A business lobby group says it has instructed its legal team to evaluate the wider implications of the broad-based black economic empowerment (B-BBEE) commission’s ruling on Eskom.
This week the commission found that the embattled power utility — which has been flagged by ratings agencies as the biggest risk to SA’s economy — failed to comply with the Broad-Based Black Economic Empowerment Act in awarding a tender for the Duvha power station to Chinese-owned Dongfang, which did not meet empowerment requirements.
The commission said Eskom failed to comply with section 10(1)(b) of the act in awarding the controversial R4bn tender to Dongfang, an entity with zero black ownership, when the tender required at least B-BBEE Level 4, which calls for elevated black ownership, among other targets. ?
Eskom awarded the tender to the state-owned Chinese company even though its offer was R1bn more than rival bids.
On Thursday, business lobby group Sakeliga said it had instructed its legal team to evaluate the B-BBEE commission’s ruling for its larger implications, as well as any bearing it might have on pending litigation to challenge race-based pre-disqualification of prospective contractors at state-owned enterprises.
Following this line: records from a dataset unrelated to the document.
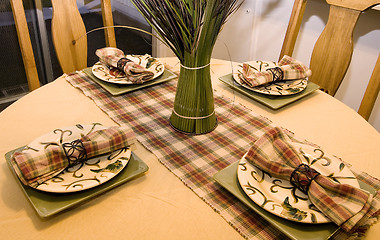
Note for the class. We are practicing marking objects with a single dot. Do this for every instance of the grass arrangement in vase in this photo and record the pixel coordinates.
(190, 29)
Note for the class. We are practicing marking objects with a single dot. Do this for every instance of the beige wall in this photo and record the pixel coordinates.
(257, 30)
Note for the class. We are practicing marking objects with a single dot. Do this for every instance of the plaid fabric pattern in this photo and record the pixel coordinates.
(290, 67)
(34, 167)
(193, 159)
(132, 71)
(347, 206)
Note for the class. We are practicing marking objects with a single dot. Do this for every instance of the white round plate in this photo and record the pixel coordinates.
(280, 197)
(104, 72)
(85, 175)
(279, 88)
Sakeliga is also engaged in litigation with the department of public works to have regulations that allow race-based pre-disqualification of prospective contractors set aside. The regulations, adopted in 2017, allow state-owned enterprises such as Eskom to set their own discretionary and arbitrary minimum BEE requirements a contractor must meet if it wants to do business with the power utility, said Sakeliga.
“At present, if a prospective contractor is not 51% black-owned, Eskom frequently pre-emptively disqualifies it for doing work for this state-owned enterprise. That is, without even considering its proposals,” said Piet le Roux, CEO of Sakeliga.
“It is a practice that precludes — at a critical time for the economy — electricity consumers in SA from the full range of cost-effective expertise available on the market. In the end, consumers and taxpayers lose, because the wrong benchmark is applied,” he said.
Tenders should be about value for money for consumers or taxpayers, not about the race of a contractor’s shareholders or the ability of a contractor to get special treatment, Le Roux said.
“The ruling by the B-BBEE commission raises serious questions on the application and impact of BEE at state-owned enterprises. In this case, the ruling shows how Eskom’s tender committee negligently at best, or fraudulently at worst, selectively applied BEE criteria to disqualify some contractors, while at the same time flouting rules in awarding a tender to Dongfang,” said Le Roux.
In 2017, rival bidders, including General Electric, accused Eskom of rigging the tender and approached the high court in Johannesburg to interdict the power utility from implementing Dongfang’s contract until it had been reviewed and adjudicated again. They were successful in obtaining the interdict, but the main application is still pending.
This week, the B-BBEE commission said that, in addition to the recommended contract cancellation and the independent audit by Eskom, investigations with respect to officials that were involved in the tender process be done so that decisive action can be taken to prevent this in future.
“Of concern also is the possibility that this tender process may have been deliberately compromised to favour a specific entity,” the commission said.